Reviewed by Catie Gosselin - Editor-in-chief

"The Fifth Goddess" documents one woman's journey of self-discovery and spirituality. Written from the perspective of goddesses representing parts of Rena's (the lead character) personality, "The Fifth Goddess" provides the reader with a unique perspective. Not only do we see the story unfold, we are privy to the internal conversations of her Being.

When we meet Rena, she is a woman entrenched in self-destructive, dangerous behaviors. She bounces from one extreme to another in seach of some sense of peace and happiness. The tapes playing in her head are universal to us all; if only she were thinner, had a better relationship, had a better job, etc she would find happiness.

Rena comes to the realization that the "if only"s have very little to do with her sense of herself and her happiness. At last, a story of a woman's self-discovery that doesn't end with her finding the right man and living happily ever after!

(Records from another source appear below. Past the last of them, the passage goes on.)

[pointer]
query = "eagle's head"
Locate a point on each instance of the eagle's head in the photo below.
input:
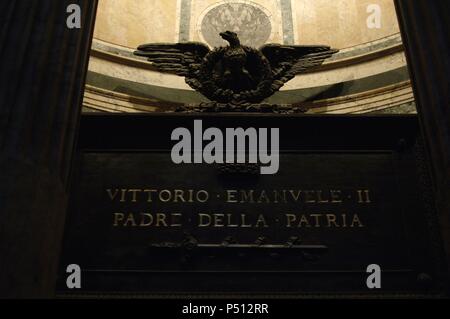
(231, 37)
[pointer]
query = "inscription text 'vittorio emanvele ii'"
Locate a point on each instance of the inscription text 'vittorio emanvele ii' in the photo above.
(311, 216)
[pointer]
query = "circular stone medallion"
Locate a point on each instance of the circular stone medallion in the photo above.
(250, 23)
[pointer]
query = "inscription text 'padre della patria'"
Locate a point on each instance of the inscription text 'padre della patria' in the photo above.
(309, 214)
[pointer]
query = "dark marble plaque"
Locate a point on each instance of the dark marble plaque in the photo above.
(340, 202)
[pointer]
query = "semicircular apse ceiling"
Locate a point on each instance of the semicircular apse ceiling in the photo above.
(368, 75)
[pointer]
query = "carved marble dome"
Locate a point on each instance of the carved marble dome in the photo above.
(368, 75)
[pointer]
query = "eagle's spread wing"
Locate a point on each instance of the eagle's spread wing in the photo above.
(289, 60)
(183, 59)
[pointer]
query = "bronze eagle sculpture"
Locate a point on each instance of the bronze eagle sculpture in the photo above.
(235, 74)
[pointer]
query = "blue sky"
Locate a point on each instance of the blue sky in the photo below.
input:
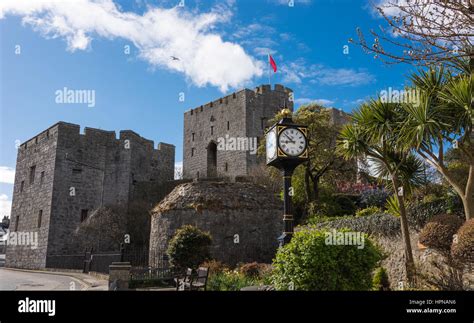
(221, 46)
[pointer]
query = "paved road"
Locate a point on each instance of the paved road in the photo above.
(19, 280)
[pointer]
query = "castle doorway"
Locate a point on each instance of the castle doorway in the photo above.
(212, 160)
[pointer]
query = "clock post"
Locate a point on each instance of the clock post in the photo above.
(286, 148)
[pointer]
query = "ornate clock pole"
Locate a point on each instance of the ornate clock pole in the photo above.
(286, 148)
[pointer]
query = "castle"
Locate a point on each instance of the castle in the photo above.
(243, 116)
(63, 175)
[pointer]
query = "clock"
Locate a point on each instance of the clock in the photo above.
(286, 144)
(292, 141)
(271, 145)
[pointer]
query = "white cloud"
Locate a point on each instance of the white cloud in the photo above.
(5, 206)
(264, 51)
(324, 102)
(7, 175)
(299, 70)
(204, 57)
(296, 2)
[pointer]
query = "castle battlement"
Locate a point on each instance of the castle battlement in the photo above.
(92, 135)
(99, 168)
(264, 89)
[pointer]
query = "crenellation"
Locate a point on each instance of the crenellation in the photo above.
(236, 117)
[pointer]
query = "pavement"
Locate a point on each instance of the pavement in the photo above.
(22, 279)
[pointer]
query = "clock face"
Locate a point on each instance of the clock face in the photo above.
(292, 141)
(271, 144)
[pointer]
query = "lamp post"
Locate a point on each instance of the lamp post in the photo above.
(286, 148)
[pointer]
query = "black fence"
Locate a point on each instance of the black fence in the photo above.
(99, 261)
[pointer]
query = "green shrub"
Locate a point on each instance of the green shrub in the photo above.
(380, 281)
(420, 213)
(338, 205)
(188, 248)
(214, 266)
(378, 224)
(463, 248)
(438, 232)
(376, 197)
(309, 263)
(431, 198)
(371, 210)
(230, 281)
(393, 205)
(254, 269)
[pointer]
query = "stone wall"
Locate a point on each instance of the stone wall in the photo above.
(242, 114)
(228, 211)
(31, 198)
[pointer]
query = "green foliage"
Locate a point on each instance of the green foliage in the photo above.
(309, 263)
(393, 205)
(369, 211)
(463, 248)
(254, 269)
(339, 205)
(378, 224)
(429, 198)
(380, 281)
(214, 266)
(230, 280)
(189, 247)
(438, 232)
(420, 213)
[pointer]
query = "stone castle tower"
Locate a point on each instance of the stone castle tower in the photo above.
(62, 176)
(240, 117)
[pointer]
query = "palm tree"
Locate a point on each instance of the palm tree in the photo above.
(373, 135)
(443, 116)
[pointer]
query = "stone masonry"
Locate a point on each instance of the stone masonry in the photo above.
(63, 175)
(244, 219)
(243, 114)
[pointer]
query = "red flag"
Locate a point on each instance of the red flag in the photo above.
(272, 63)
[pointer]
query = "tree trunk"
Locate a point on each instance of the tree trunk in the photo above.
(468, 204)
(466, 194)
(409, 262)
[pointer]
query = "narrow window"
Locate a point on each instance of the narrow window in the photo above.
(83, 215)
(40, 218)
(32, 174)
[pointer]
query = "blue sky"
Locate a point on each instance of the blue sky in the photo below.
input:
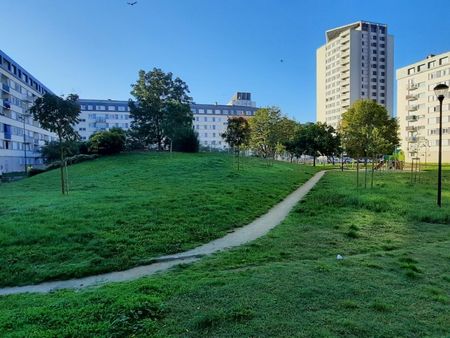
(96, 47)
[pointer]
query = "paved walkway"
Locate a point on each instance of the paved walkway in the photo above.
(240, 236)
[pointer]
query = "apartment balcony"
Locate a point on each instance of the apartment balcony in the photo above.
(412, 86)
(412, 118)
(410, 97)
(5, 88)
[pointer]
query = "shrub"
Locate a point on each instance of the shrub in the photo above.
(107, 142)
(186, 141)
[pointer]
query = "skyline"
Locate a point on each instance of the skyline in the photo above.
(215, 56)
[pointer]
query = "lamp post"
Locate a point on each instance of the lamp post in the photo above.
(440, 90)
(24, 116)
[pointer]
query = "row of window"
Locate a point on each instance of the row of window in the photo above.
(430, 64)
(103, 107)
(222, 112)
(21, 74)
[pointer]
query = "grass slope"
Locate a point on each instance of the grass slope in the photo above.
(393, 281)
(124, 210)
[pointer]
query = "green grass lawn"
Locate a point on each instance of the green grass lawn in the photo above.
(125, 210)
(394, 279)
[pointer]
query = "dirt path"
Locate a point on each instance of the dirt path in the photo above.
(250, 232)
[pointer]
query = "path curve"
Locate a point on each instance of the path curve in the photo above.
(245, 234)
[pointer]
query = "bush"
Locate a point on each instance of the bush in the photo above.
(186, 141)
(107, 142)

There are no quick fixes, no knight in shining armor, but there is empowerment and healing. The reader quickly becomes invested in this story; the writing is of such high quality. "The Fifth Goddess" is intelligent, brutally honest, and a book I'm very happy to recommend highly.

Catie Gosselin
© Copyright 2000

Inscriptions Magazine
"The Fifth Goddess" by Staci Backauskas
Reviewed by Heather Froeschl (writing1(at)
Publisher: Jai Creations
Format: Paperback
ISBN: 0-9675259-0-X
Rating: * * * stars (out of 4)

Rena Sutcliff is on a journey to self-discovery. As we all are, Rena has conflict within herself. In "The Fifth Goddess," these conflicts are characterized as Goddesses. We follow her ups and downs and radical life changes as Rena tells us her story.

When we meet her, Rena is overweight and addicted to food. She satisfies her cravings for love, respect and acceptance by gorging herself and then she feels worse. Erishkigal represents the part of Rena that is dominated by fear and self-criticism.

Rebelling against her feelings of self-disgust Rena replaces her food addiction with recreational drugs, meaningless sex and generally doing what feels good. Kali is the Goddess that rules with destruction.

Snapping out of her drugged stupor after she almost loses her grandmother and her job, she focuses on her career and becomes successful enough to create her own opportunities. Inanna is the Goddess who guides with logic.

Becoming successful at work has it's price though and Rena is not happy with who she has become. Steps must be taken to reclaim her soul. Kuan Yin is the goddess who knows that enlightenment is the only true path to happiness.

Rena is faced with great loss and realizations of aspects of life that she has never considered. Can she find herself and be happy in this life?

Staci Backauskas takes us through a delicate process of self-discovery in Rena and in ourselves. The plot is a web, woven so intricately that every turn leads us into another, and all are essential strands to the whole.

Rena is someone whom I can relate to. She is real. She is confused, scared, confident and contrary. She must learn to love herself, as must we all. Her goddesses are little on their own, but combined they are a force, and complete with Rena, they are herself. The point of the book is clear: We all must work with our personal nuances to be happy. We cannot let our destructive sides rule for too long, nor our logical side, either.

It took me a few chapters to get into the goddess' viewpoints, but it was well worth the effort. "The Fifth Goddess" is a down-to-earth read -- sometimes raunchy, sometimes sad, even embarrassing and disgusting at times, but it was very real and I appreciated that.